Ertragsteuerliche Beurteilung von Darlehensverbindlichkeiten im Abwicklungsendvermögen

|  Mandanteninformation 03/2018

Mit der Bund-Länder-abgestimmten Verfügung vom 30.06.2017 hat die OFD Frankfurt am Main klargestellt, welche ertragsteuerlichen Konsequenzen sich aus der Auflösung und Liquidation einer Tochtergesellschaft ergeben, in deren Abwicklungsendvermögen sich eine Darlehensverbindlichkeit gegenüber ihrer Muttergesellschaft befindet.

Mit der Bund-Länder-abgestimmten Verfügung vom 30.06.2017 hat die OFD Frankfurt am Main klargestellt, welche ertragsteuerlichen Konsequenzen sich aus der Auflösung und Liquidation einer Tochtergesellschaft ergeben, in deren Abwicklungsendvermögen sich eine Darlehensverbindlichkeit gegenüber ihrer Muttergesellschaft befindet.

Fraglich war, ob durch die Beantragung der Liquidation oder der Zustimmung des Gläubigers zur Liquidation einer Tochtergesellschaft ein konkludenter Forderungsverzicht zu sehen sei.

Die Verfügung legt insbesondere fest, dass der Beschluss des darlehensgebenden Gesellschafters zur Liquidation der darlehensnehmenden Gesellschaft bzw. seine Zustimmung hierzu keinen Verzicht auf die Darlehensforderung darstellt.
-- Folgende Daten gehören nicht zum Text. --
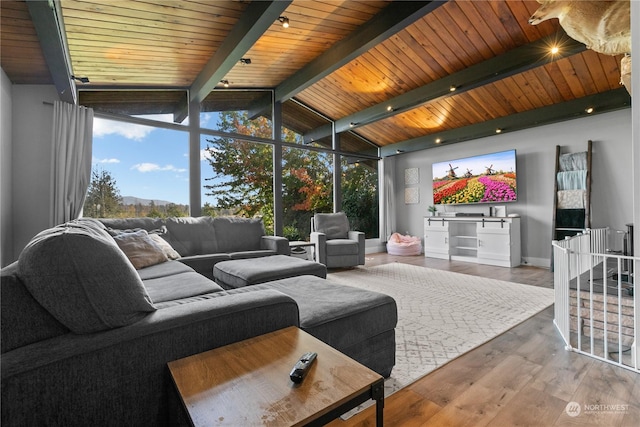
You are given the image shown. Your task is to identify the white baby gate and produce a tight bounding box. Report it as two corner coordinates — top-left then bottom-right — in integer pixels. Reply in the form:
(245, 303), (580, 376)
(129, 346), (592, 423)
(553, 228), (640, 373)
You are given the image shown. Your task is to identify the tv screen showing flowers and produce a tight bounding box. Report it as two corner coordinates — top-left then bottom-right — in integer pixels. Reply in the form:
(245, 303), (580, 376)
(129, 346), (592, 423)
(432, 150), (518, 205)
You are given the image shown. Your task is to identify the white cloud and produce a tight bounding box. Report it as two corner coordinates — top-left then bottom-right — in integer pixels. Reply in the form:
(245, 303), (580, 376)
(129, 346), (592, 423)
(93, 158), (120, 163)
(131, 163), (187, 173)
(200, 150), (211, 162)
(93, 117), (155, 141)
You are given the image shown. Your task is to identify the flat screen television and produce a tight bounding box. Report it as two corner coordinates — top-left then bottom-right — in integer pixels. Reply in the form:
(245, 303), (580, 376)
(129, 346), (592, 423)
(432, 150), (518, 205)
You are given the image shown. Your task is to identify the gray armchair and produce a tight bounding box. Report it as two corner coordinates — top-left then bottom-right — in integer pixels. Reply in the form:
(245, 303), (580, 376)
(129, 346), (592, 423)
(310, 212), (365, 268)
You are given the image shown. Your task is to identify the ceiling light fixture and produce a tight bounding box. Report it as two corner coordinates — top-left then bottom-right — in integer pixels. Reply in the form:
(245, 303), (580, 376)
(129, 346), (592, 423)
(278, 16), (289, 28)
(71, 76), (89, 84)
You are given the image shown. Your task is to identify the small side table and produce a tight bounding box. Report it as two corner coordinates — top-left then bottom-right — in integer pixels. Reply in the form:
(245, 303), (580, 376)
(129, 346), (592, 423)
(289, 240), (316, 261)
(169, 326), (384, 426)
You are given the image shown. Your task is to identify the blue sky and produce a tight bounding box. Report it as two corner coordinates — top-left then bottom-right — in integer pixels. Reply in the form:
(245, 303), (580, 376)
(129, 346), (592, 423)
(92, 116), (214, 205)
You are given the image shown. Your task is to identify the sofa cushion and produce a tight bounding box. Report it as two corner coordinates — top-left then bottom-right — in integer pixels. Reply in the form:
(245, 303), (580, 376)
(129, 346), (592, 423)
(313, 212), (349, 240)
(138, 261), (193, 282)
(113, 230), (169, 270)
(98, 217), (163, 233)
(0, 262), (69, 353)
(213, 255), (327, 289)
(179, 253), (231, 280)
(166, 216), (218, 256)
(257, 276), (398, 351)
(149, 234), (180, 259)
(18, 221), (155, 334)
(213, 216), (265, 252)
(327, 239), (359, 256)
(144, 270), (223, 304)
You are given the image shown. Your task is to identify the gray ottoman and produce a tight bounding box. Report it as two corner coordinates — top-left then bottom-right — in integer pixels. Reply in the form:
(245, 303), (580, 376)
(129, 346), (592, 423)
(213, 255), (327, 289)
(252, 276), (398, 378)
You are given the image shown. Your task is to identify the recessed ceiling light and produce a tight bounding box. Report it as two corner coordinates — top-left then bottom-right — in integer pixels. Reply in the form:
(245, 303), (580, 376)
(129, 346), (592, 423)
(278, 16), (289, 28)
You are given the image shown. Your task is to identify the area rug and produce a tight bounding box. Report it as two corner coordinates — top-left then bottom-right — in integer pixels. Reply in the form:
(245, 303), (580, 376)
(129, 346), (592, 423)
(327, 263), (554, 419)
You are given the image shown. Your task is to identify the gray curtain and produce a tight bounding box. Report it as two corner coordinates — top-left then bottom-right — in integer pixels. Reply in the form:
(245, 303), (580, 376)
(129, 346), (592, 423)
(51, 101), (93, 226)
(380, 156), (396, 242)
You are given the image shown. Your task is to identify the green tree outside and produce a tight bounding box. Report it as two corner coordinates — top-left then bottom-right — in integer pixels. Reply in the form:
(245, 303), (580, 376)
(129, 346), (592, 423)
(83, 169), (122, 218)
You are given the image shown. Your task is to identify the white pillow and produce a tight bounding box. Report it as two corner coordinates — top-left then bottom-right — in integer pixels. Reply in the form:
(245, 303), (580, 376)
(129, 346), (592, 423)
(113, 230), (169, 270)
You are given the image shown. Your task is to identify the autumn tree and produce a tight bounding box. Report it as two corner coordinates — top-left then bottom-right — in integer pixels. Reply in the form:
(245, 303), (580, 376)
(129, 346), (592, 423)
(204, 112), (378, 239)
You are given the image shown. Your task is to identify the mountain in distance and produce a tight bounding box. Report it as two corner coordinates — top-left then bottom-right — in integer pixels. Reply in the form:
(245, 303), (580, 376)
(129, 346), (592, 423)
(122, 196), (179, 206)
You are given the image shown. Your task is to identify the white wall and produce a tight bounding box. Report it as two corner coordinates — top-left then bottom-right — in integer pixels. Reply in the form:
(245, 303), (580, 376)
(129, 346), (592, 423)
(395, 109), (633, 267)
(0, 68), (14, 267)
(2, 85), (59, 263)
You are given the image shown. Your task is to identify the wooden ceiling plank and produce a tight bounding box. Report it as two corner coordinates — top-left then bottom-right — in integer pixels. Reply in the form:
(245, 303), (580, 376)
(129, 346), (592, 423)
(429, 2), (493, 67)
(568, 55), (597, 95)
(380, 88), (631, 157)
(276, 1), (443, 101)
(176, 1), (291, 122)
(531, 67), (563, 104)
(442, 1), (496, 63)
(313, 35), (585, 138)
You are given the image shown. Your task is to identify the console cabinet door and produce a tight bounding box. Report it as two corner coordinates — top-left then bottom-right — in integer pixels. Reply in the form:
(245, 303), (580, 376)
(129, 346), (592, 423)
(424, 218), (449, 259)
(476, 222), (519, 267)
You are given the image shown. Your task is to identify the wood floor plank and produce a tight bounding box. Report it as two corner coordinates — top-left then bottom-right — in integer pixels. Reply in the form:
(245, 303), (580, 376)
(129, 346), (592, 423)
(487, 385), (567, 427)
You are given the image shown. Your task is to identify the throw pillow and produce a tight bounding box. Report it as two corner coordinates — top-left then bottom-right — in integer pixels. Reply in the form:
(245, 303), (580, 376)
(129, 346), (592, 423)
(18, 221), (155, 334)
(149, 233), (180, 259)
(113, 230), (168, 270)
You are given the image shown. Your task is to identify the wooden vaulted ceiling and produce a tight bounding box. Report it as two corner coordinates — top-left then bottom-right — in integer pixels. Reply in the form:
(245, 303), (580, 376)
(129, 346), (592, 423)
(0, 0), (630, 155)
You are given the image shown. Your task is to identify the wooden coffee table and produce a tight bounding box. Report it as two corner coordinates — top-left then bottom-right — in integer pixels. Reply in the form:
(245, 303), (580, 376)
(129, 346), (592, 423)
(169, 327), (384, 426)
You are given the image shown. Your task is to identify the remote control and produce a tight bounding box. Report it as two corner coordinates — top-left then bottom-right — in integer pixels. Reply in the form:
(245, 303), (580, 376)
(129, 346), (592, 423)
(289, 352), (318, 384)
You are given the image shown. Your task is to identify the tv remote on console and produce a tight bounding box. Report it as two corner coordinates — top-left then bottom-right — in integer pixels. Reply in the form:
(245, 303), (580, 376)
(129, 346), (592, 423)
(289, 352), (318, 384)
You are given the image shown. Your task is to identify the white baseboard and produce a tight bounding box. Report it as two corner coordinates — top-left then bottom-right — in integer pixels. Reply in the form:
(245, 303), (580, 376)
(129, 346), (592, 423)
(522, 257), (551, 268)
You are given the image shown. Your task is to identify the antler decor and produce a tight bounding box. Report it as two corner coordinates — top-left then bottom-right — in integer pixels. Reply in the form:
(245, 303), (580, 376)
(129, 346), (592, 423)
(529, 0), (631, 94)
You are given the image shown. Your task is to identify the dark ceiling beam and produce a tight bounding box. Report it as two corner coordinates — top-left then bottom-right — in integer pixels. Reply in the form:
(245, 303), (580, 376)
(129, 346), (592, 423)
(304, 33), (586, 142)
(249, 0), (446, 117)
(27, 0), (75, 104)
(380, 88), (631, 157)
(174, 0), (291, 122)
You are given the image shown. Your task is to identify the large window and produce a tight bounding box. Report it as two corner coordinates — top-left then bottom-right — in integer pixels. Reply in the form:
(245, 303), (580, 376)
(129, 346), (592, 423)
(83, 118), (189, 218)
(201, 111), (274, 234)
(341, 157), (380, 239)
(84, 98), (379, 240)
(282, 147), (333, 240)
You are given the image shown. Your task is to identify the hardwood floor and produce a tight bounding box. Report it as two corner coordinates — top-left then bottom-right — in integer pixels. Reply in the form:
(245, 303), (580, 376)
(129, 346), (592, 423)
(329, 253), (640, 427)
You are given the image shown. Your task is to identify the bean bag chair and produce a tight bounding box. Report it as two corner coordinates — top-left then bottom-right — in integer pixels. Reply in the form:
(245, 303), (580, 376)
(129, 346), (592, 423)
(387, 233), (422, 256)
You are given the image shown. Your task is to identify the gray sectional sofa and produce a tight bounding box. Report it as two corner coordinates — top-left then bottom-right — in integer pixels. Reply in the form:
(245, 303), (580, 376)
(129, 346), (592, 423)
(0, 218), (397, 426)
(99, 216), (290, 280)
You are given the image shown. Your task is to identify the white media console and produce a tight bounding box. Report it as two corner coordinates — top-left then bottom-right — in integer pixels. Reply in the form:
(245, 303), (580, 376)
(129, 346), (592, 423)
(424, 216), (522, 267)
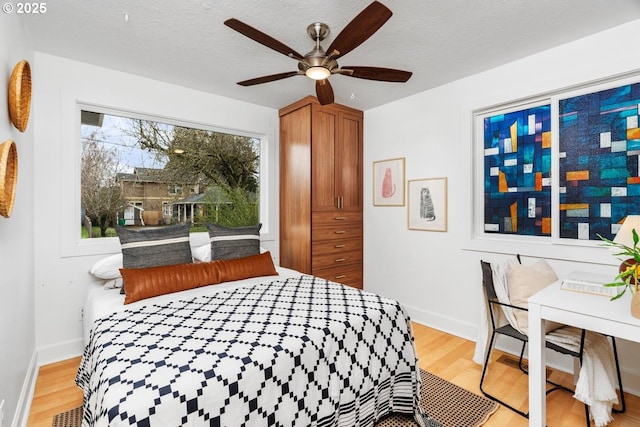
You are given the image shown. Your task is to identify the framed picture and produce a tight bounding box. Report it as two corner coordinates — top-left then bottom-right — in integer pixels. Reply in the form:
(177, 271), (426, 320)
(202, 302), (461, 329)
(407, 177), (447, 231)
(373, 157), (404, 206)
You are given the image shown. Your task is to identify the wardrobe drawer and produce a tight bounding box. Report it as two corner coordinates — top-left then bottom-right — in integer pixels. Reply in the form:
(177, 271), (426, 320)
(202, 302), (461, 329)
(311, 223), (362, 244)
(311, 264), (362, 289)
(311, 239), (362, 257)
(311, 212), (362, 225)
(311, 249), (362, 268)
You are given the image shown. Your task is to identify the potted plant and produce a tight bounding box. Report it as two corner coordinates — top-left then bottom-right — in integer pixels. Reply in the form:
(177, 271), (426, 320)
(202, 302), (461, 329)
(598, 228), (640, 318)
Folglich sind die Darlehensverbindlichkeit bei der zu liquidierenden Tochtergesellschaft weiterhin zu passivieren und nicht ertragswirksam aufzulösen.

Des Weiteren wird bestätigt, dass die Vermögenslosigkeit der zu liquidierenden Gesellschaft allein keinen Einfluss auf die Pflicht zur Passivierung bzw. Wertberichtigung von Verbindlichkeiten in der Handels- und Steuerbilanz hat. Dabei ist darauf abzustellen, ob eine wirtschaftliche Belastung der Schuldnerin gegeben ist. Diese bleibt solange bestehen, bis es bei objektiver Würdigung der Verhältnisse anzunehmen ist, dass der Gläubiger seine Forderung nicht mehr geltend macht. Entscheidend ist demnach die Sicht des Gläubigers und nicht die Frage, ob die Schuldnerin in der Lage ist, die Darlehensverbindlichkeit zu tilgen.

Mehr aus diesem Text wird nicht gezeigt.